From theX chart in Figure 3 you can see the ingot averages vary much more than the control limits. This is a desirable result, as the control limits are based on the combined repeatability and within-ingot variations. It indicates the between-ingot differences will likely be detected over the repeatability error.
The chart also makes it apparent that the averages for operator one appear generally higher than those for operators two and three, but you cannot automatically lay blame on operator one. Instead, you should design an additional study to assess procedurally what the operators might do differently with regard to the important aspects of obtaining the measurement. For example, you may wish to inspect how the test specimens are prepared or how they are fixtured in the testing device.
Remember, it is also possible the randomization procedure was ineffective in ensuring a representative sample of ingots was given to each operator and, by chance alone, operator one happened to get the three highest strength ingots out of the 15.

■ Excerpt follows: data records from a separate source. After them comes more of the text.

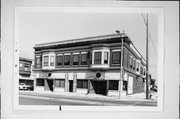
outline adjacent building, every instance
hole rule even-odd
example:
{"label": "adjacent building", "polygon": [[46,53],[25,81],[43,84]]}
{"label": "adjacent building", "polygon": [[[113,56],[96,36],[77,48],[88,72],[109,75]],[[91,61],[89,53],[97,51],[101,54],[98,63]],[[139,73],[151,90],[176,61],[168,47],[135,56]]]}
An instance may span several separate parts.
{"label": "adjacent building", "polygon": [[19,58],[19,84],[34,87],[34,76],[32,74],[32,59],[20,57]]}
{"label": "adjacent building", "polygon": [[144,92],[146,62],[125,33],[37,44],[34,50],[37,92],[111,96],[119,95],[119,84],[122,95]]}

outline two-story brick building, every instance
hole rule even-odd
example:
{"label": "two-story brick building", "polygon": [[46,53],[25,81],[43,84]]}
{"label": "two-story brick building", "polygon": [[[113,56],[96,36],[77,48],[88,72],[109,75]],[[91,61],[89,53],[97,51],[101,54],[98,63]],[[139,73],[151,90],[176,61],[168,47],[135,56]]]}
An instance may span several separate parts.
{"label": "two-story brick building", "polygon": [[125,33],[35,45],[35,90],[118,95],[122,38],[121,92],[143,92],[146,62]]}

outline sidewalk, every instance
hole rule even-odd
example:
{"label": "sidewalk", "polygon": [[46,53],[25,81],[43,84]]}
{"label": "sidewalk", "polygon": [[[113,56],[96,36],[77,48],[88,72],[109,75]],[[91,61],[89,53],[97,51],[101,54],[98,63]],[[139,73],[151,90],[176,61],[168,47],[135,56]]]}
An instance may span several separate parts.
{"label": "sidewalk", "polygon": [[118,96],[104,96],[98,94],[80,94],[80,93],[71,93],[71,92],[51,92],[51,91],[44,91],[44,92],[33,92],[33,91],[20,91],[20,94],[29,94],[29,95],[37,95],[37,96],[52,96],[52,97],[74,97],[74,98],[86,98],[86,99],[99,99],[99,100],[117,100],[117,101],[157,101],[156,99],[145,99],[145,93],[138,93],[132,94],[127,96],[121,96],[119,99]]}

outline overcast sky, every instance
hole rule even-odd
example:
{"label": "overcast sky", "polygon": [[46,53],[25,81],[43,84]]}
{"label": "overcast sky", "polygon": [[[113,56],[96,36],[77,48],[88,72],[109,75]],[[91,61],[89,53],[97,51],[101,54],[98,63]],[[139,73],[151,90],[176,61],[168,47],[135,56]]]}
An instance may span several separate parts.
{"label": "overcast sky", "polygon": [[[146,58],[146,26],[141,14],[24,12],[19,18],[20,56],[26,58],[34,59],[35,44],[114,34],[123,29]],[[154,14],[149,15],[149,31],[149,67],[156,78],[157,16]]]}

The “by ingot (operator)” and “by operator” graphs in Figure 3 also indicate the prevalence of operator one’s generally recording higher values for the five ingots measured, in comparison with operators two and three.
By making use of an appropriate experimental design structure it is possible to assess the performance of a measurement system when destructive testing is required. It is necessary to use a nested approach when homogenous batch sizes are limited and each batch can only be tested multiple times by one operator.

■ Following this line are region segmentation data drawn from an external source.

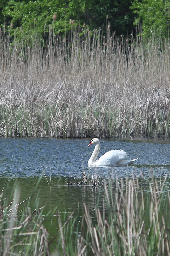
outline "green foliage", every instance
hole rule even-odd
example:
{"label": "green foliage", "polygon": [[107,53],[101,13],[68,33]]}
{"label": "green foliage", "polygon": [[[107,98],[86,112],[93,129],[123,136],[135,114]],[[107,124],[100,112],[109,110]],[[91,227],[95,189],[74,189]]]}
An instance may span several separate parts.
{"label": "green foliage", "polygon": [[73,27],[92,30],[105,24],[106,31],[107,17],[113,32],[126,35],[134,19],[130,5],[130,0],[2,0],[0,24],[17,37],[48,34],[49,26],[65,36]]}
{"label": "green foliage", "polygon": [[[131,9],[137,14],[136,25],[141,22],[144,37],[167,38],[170,22],[170,0],[134,0]],[[141,31],[140,31],[141,32]]]}

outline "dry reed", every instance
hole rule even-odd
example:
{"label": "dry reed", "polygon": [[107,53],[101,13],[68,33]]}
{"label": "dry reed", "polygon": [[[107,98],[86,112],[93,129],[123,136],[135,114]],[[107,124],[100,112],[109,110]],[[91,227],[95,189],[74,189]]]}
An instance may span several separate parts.
{"label": "dry reed", "polygon": [[169,136],[169,39],[72,33],[45,47],[0,34],[1,136]]}

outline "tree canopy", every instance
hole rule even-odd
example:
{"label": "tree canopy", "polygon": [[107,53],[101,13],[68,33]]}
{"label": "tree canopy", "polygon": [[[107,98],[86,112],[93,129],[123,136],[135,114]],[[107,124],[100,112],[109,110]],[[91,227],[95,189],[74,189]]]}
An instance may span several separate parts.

When using an R&R approach to assess a destructive measurement system, the results are not as straightforward as those in a nondestructive case. Specifically, repeatability variation is indistinguishable from the within-batch variation. If a destructive measurement system is deemed unacceptable from a repeatability standpoint, the homogenous batch assumption should be questioned. As with other measurement system analyses, the design and execution of the experiment itself is instrumental in obtaining useful results.